Dalam penelitian ini senyawa metil dihidrojasmonat merupakan senyawa
pokok dari komponen zat pewangi pada ketiga sampel parfum tersebut. Namun selain
senyawa metal dihidrojasmonat terdapat juga senyawa alfa-heksil sinnamaldehid.
Berdasarkan material safety data sheet (MSDS) jika senyawa ini tertelan akan
menyebabkan aspirasi ke dalam paru-paru dengan risiko pneumonitis kimia, dan
konsekuensi serius bisa terjadi. Ada beberapa bukti yang menunjukkan bahwa
senyawa ini dapat menyebabkan iritasi mata dan kerusakan pada beberapa orang. Jika
terjadi kontak kulit tidak memiliki efek kesehatan yang merugikan,namun dapat
menyebabkan luka seperti lecet,terkelupas, atau kulit yang iritasi tidak boleh terkena
senyawa ini. Bahaya jika menghirup uap ini dapat menyebabkan mengantuk atau
pening, dapat disertai dengan kehilangan refleksi, kurangnya koordinasi, dan vertigo.

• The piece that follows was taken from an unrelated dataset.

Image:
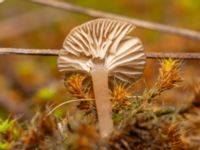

Ada beberapa bukti yang menunjukkan bahwa senyawa ini dapat menyebabkan iritasi
pernafasan pada beberapa orang. Respon tubuh terhadap iritasi tersebut dapat
menyebabkan kerusakan paru-paru lebih lanjut.

Sumber: Isawara, Filasavita Prasasti, dkk. 2014. Analisis Senyawa Berbahaya Dalam
Parfum Dengan Kromatografi Gas-Spektofotometri Massa Berdasarkan Material
Safety Data Sheet (MSDS). Indonesia Journal Of Chemical Research, Vol. 2 No. 1.